Calcium carbonate scale was detected in several vertical wells in a sandstone reservoir in Saudi Arabia. The scale was detected downhole, plugging gravel packing screens and the intake of submersible pumps. Scale build up caused significant decline in oil production from this field. The sandstone reservoir is water-sensitive and has a bottom hole temperature of 160°F.
An emulsified scale inhibitor (phosphonate-type) treatment was designed to mitigate scale in this field. Recently, Nasr-El-Din et al.1 discussed the development of this new treatment and reported initial field results. So far the treatment was successfully applied in more than twenty wells. Some of these wells were de-scaled before the treatment, while other wells were treated before scale detection.
The objectives of the present paper are to assess the outcome of this treatment based on field data and to optimize the scale squeeze treatment based on the analysis of well flow back samples. Samples of produced water from these wells were collected and analyzed for nearly three years.

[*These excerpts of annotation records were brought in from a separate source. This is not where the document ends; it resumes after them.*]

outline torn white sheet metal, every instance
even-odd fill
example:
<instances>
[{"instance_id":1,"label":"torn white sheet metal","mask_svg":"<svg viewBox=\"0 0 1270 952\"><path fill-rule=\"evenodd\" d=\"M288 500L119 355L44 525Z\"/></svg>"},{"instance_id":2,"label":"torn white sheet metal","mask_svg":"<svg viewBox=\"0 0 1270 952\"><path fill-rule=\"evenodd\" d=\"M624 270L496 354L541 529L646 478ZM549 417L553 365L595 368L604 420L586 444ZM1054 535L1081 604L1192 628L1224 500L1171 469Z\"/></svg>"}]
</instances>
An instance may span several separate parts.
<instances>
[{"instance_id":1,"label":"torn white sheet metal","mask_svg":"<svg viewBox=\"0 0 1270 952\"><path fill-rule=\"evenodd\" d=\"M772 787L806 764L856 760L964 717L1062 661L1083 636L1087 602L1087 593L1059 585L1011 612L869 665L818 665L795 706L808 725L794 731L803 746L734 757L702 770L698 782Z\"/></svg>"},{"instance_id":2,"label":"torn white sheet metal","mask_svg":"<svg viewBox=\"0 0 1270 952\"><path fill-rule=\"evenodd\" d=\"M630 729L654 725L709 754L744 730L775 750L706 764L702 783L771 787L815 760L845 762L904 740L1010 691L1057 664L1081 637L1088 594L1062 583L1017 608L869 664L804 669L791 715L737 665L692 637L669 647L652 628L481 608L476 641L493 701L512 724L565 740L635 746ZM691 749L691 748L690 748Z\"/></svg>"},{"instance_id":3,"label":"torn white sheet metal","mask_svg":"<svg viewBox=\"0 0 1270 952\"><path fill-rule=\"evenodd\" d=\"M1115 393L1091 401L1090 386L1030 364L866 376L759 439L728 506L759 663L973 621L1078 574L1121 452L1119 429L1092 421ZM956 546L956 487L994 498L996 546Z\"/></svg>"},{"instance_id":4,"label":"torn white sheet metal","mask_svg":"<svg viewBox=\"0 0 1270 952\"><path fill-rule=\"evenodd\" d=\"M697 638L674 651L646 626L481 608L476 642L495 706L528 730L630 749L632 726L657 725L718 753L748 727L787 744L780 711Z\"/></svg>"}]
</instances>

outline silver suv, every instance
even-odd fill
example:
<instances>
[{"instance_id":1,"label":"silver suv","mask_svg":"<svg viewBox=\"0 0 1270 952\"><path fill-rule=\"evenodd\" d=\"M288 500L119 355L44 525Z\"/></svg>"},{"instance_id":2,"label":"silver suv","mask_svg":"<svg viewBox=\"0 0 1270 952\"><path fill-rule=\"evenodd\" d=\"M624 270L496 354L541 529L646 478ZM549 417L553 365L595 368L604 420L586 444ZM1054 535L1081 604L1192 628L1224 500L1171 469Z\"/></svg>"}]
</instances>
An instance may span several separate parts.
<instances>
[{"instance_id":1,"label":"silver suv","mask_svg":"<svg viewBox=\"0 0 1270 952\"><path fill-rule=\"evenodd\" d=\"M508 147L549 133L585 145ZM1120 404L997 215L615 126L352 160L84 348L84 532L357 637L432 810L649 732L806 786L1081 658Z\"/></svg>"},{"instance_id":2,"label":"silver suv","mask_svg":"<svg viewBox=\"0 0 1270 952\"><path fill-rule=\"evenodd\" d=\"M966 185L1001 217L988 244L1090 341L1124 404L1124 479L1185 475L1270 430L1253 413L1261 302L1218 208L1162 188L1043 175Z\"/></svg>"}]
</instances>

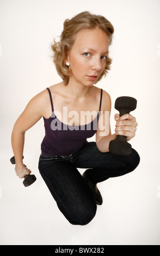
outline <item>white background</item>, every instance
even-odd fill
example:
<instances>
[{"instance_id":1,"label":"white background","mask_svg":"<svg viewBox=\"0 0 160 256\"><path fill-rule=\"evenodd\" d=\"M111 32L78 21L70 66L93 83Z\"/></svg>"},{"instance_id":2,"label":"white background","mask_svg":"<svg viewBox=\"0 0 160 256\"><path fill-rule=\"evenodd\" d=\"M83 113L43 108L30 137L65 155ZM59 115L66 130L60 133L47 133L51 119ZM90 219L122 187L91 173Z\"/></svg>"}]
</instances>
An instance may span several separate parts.
<instances>
[{"instance_id":1,"label":"white background","mask_svg":"<svg viewBox=\"0 0 160 256\"><path fill-rule=\"evenodd\" d=\"M159 0L0 0L1 245L160 245L159 10ZM112 69L97 86L111 96L113 132L116 98L137 99L131 143L141 161L133 172L99 185L103 203L79 226L61 214L39 173L42 119L26 134L24 162L36 182L24 187L9 159L16 120L32 97L61 81L50 44L65 19L85 10L114 27Z\"/></svg>"}]
</instances>

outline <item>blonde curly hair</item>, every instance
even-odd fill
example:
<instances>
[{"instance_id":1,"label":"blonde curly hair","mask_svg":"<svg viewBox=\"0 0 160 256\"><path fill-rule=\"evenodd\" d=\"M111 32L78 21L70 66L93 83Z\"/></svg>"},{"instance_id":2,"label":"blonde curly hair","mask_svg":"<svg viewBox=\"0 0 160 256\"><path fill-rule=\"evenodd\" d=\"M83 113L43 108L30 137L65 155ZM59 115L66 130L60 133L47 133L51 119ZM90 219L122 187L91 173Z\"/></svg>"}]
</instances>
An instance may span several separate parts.
<instances>
[{"instance_id":1,"label":"blonde curly hair","mask_svg":"<svg viewBox=\"0 0 160 256\"><path fill-rule=\"evenodd\" d=\"M53 51L53 60L57 72L67 85L69 81L71 71L64 62L66 53L69 51L73 45L77 33L82 29L99 28L106 33L108 36L109 45L112 44L114 27L112 23L101 15L91 14L89 11L84 11L77 14L71 20L66 19L64 22L64 29L60 36L59 42L54 39L51 44ZM108 73L112 63L112 59L107 57L104 70L101 74L96 83Z\"/></svg>"}]
</instances>

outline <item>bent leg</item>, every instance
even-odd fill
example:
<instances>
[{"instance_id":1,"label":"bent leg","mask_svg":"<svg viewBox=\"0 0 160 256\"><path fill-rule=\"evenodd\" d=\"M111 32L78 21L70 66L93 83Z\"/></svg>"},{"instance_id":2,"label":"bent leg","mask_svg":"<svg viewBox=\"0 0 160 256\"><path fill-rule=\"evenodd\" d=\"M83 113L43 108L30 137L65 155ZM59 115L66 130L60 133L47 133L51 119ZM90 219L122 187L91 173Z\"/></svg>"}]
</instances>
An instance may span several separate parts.
<instances>
[{"instance_id":1,"label":"bent leg","mask_svg":"<svg viewBox=\"0 0 160 256\"><path fill-rule=\"evenodd\" d=\"M86 176L91 183L96 184L133 171L139 161L139 156L133 149L129 156L118 155L100 152L95 142L88 142L79 150L74 164L77 168L89 168L85 171Z\"/></svg>"},{"instance_id":2,"label":"bent leg","mask_svg":"<svg viewBox=\"0 0 160 256\"><path fill-rule=\"evenodd\" d=\"M45 167L44 162L41 163L40 173L66 219L75 225L90 222L96 214L96 204L77 168L67 161L48 162Z\"/></svg>"}]
</instances>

The scale treatment was successfully conducted in more than twenty wells with various water cuts. No scale was detected in any of the treated wells for nearly three years. No significant decline in oil production was observed. Based on field data, it is known that the treatment lifetime is greater than two years and is estimated to be 3–4 years.
This paper describes fieldwork done to optimize the performance of a novel emulsified scale squeeze treatment in a sandstone reservoir. It also discusses the importance of well flow back analysis and how it can be used to enhance the outcome of a scale squeeze treatment. The emulsified chemical was successful in meeting the main objective of the treatment, i.e., providing scale mitigation for greater than three years, while maintaining the integrity of the formation.
The concentration of total phosphorus ion in the well flow back samples was found to decline with time (a straight line on a log-log scale). This is the first set of field data (twenty wells) that shows this linear relationship following an emulsified scale squeeze treatment.
The slope of this linear relationship was found to be independent of well location, length of target zone, initial water cut and oil production rate.
Analysis of flow back samples indicated the emulsified scale inhibitor behaved as expected and more than 80% of the injected inhibitor was retained in the formation.